Mark Slaughter: The concept I was speaking to with Bill Jordan [co-writer] was a song that talks about how things change as we get older. At this age, we’re all starting to lose our parents and many others around us. We thought this is where we are in life. So, we wanted to write a song that really got in there about what we’re going through. It hits the nail on the head. 

AXS: How would you describe the new album in terms of its sound and how it relates to some of your previous work?

MS: There’s definitely an aspect of Slaughter in there. A lot of people don’t realize that Dana Strum and I wrote, produced and perform the music to this day. We’re the only guys from our genre that had that much control back then and still carry it. The records I’m doing now are ones where I’m in control and making the songs come across the best they can be.

AXS: What’s your songwriting process like?

MS: I usually write music first. I hear orchestras in my head and then follow the bouncing the ball with what the melody is. There’s something about how the song feels and how the melodic structure works that’s important to me. The lyrics usually come after the fact.

AXS: Let’s discuss a few other tracks from the album, beginning with the song, “Hey You.”

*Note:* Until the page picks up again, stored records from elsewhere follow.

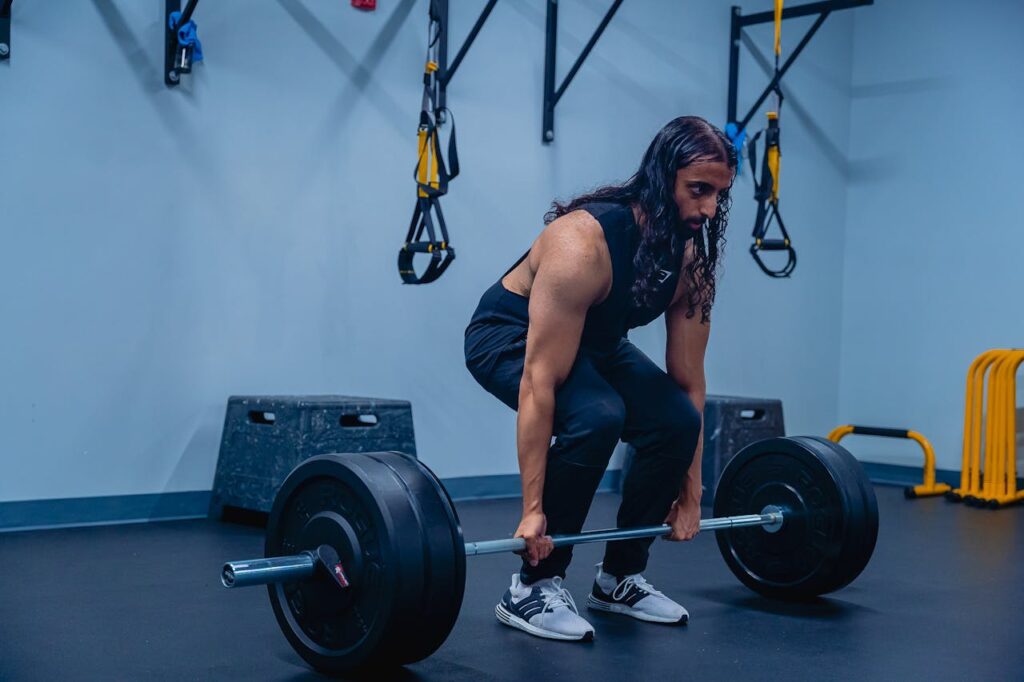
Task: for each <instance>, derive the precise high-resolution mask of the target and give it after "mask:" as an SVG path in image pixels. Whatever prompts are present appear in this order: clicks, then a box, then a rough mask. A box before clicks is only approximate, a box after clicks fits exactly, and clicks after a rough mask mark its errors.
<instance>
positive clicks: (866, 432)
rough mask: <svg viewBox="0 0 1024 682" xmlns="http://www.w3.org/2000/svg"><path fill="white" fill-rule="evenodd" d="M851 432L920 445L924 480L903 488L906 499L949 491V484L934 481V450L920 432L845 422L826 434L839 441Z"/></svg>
mask: <svg viewBox="0 0 1024 682" xmlns="http://www.w3.org/2000/svg"><path fill="white" fill-rule="evenodd" d="M851 433H855V434H858V435H873V436H882V437H885V438H909V439H910V440H913V441H914V442H916V443H918V444H919V445H921V449H922V450H923V451H924V453H925V472H924V478H925V481H924V482H923V483H922V484H921V485H909V486H907V487H905V488H903V494H904V495H905V496H906V497H907V498H908V499H912V498H926V497H931V496H935V495H944V494H945V493H948V492H949V489H950V486H949V485H947V484H946V483H936V482H935V450H934V449H933V447H932V443H930V442H929V441H928V438H926V437H925V436H923V435H922V434H921V433H919V432H916V431H911V430H909V429H889V428H882V427H878V426H854V425H852V424H846V425H843V426H837V427H836V428H835V429H833V430H831V432H830V433H829V434H828V439H829V440H831V441H833V442H839V441H840V440H842V439H843V438H844V437H846V436H848V435H850V434H851Z"/></svg>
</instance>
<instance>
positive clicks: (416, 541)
mask: <svg viewBox="0 0 1024 682" xmlns="http://www.w3.org/2000/svg"><path fill="white" fill-rule="evenodd" d="M267 528H268V532H267V540H266V548H265V550H266V556H278V555H282V554H295V553H297V552H302V551H304V550H315V549H316V547H317V546H318V545H319V544H322V543H323V542H325V541H326V540H330V541H331V542H330V545H331V546H332V547H334V549H336V550H337V551H338V554H339V557H340V560H341V564H342V566H343V569H344V572H345V574H346V578H347V580H348V582H349V583H350V586H351V589H348V590H344V591H342V592H343V594H345V595H352V597H351V598H344V597H343V598H339V590H338V588H337V586H336V585H334V584H333V582H332V579H331V577H330V576H321V574H318V576H314V577H313V579H312V580H309V581H303V582H301V583H285V584H278V585H270V586H268V589H269V593H270V601H271V604H272V606H273V611H274V615H275V616H276V619H278V623H279V624H280V625H281V628H282V630H283V631H284V633H285V635H286V637H288V639H289V642H290V643H291V644H292V646H293V647H294V648H295V650H296V651H298V652H299V654H300V655H301V656H302V657H303V658H305V659H306V660H307V662H308V663H309V664H310V665H312V666H313V667H314V668H316V669H317V670H321V671H326V672H344V671H347V670H352V669H355V668H361V669H371V668H375V667H384V666H387V667H393V666H395V665H402V664H408V663H413V662H416V660H420V659H422V658H425V657H426V656H428V655H430V654H431V653H432V652H433V651H434V650H435V649H436V648H437V647H438V646H440V644H441V643H442V642H443V641H444V639H445V638H446V637H447V635H449V633H450V632H451V630H452V628H453V627H454V625H455V621H456V617H457V616H458V613H459V609H460V607H461V605H462V596H463V591H464V588H465V571H466V564H465V545H464V542H463V539H462V530H461V528H460V525H459V519H458V516H457V515H456V511H455V507H454V506H453V505H452V502H451V500H450V499H449V497H447V495H446V494H445V493H444V489H443V487H441V485H440V483H439V482H438V481H437V478H436V477H435V476H434V474H433V473H432V472H430V470H429V469H427V468H426V467H425V466H424V465H423V464H421V463H419V462H418V461H416V460H414V459H412V458H410V457H407V456H404V455H401V454H398V453H370V454H364V455H360V456H358V457H352V456H345V455H323V456H318V457H314V458H312V459H310V460H308V461H307V462H306V463H304V464H303V465H302V466H301V467H299V468H297V469H296V470H295V472H293V474H292V475H290V476H289V477H288V479H287V480H286V481H285V484H284V485H283V487H282V491H281V493H280V494H279V496H278V498H276V500H275V501H274V505H273V510H272V511H271V513H270V519H269V523H268V525H267Z"/></svg>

MS: I was going for a concert vibe on that one. It’s a standard rock track and something that people can rise to and give them an adrenaline rush.

AXS: “Supernatural.”

MS: That song has a funk influence. There are all kinds of crazy things that go on in life. I recently had Tim Kelly’s guitar make it back to me through a gentleman named Rodney Hardison. [For those unaware: Tim Kelly was Slaughter’s guitarist who tragically passed away, and one of Tim’s prized guitars was later sold and eventually acquired by Rodney]. Rodney shows up with Tim’s guitar (which I hadn’t seen in years), hands it to me and says, “I think Tim would have wanted you to have it.” It was one of those times where something was above and beyond just happenstance.

AXS: “Forevermore.”

MS: That’s what I would consider a standard Slaughter-ish song. It’s reminiscent of where I came from. I wanted to write a song about everlasting love. It’s got a great melody.

AXS: Did you always know that you wanted to have a career in music?

MS: I did. I’ve always loved music and never thought about doing anything else. Records were actually one of the things my parents would reward me with for doing chores. They’d get me a record or a 45 each week as long as I kept up on them. Then when I was in fifth grade, there were two ladies who played folk music on guitar and sang harmonies. For me, it became a lesson of how did they do that? How did they get those sounds and how did they do that on guitar? Those were the questions I asked, and that’s when I started playing guitar.

AXS: Can you tell me the origin of the Slaughter song, “Fly To The Angels”?

MS: That song was written about a girlfriend who I went to high school with. I remember I came back from touring and couldn’t get a hold of her. So I asked a friend and he told me he hadn’t seen her. The next thing I know, he calls me back with the news that she had passed away and the funeral was the next day. It was one of those surreal moments. I went to her funeral and it inspired me to write a song about letting go. There’s a real sense of composure in going through those life events that I’m always very conscious of in my music. Seeing what it does for other people is why I continue to write.

AXS: Of all the highlights of your career, is there anything that stands out to you as most memorable?

MS: I always look at things in life events and things that have emotion. I remember we were doing a motorcycle rally once and I brought a Vietnam veteran up on stage. I thanked him for his service and all that he’d done and then we dedicated a song to all of our fallen brothers and sisters who’ve served. We did the rest of the show and afterward, I saw that he was in tears. I was like, “Oh, man. I’m sorry. Is everything ok?” He told me that everything was ok. He just wanted to thank me. He said that when he came back from Vietnam people spit on him and that this was the first time he ever felt thankful for what he’d done for our country. Those types of moments are the ones that make me realize I’m doing this for the right reasons. It’s not for ego or adoration. Music moves mountains and people, both mindfully and spiritually. It resonates in people’s lives. Ultimately, that’s what I want to continue to do. Let people see a brighter side of things. That’s the key!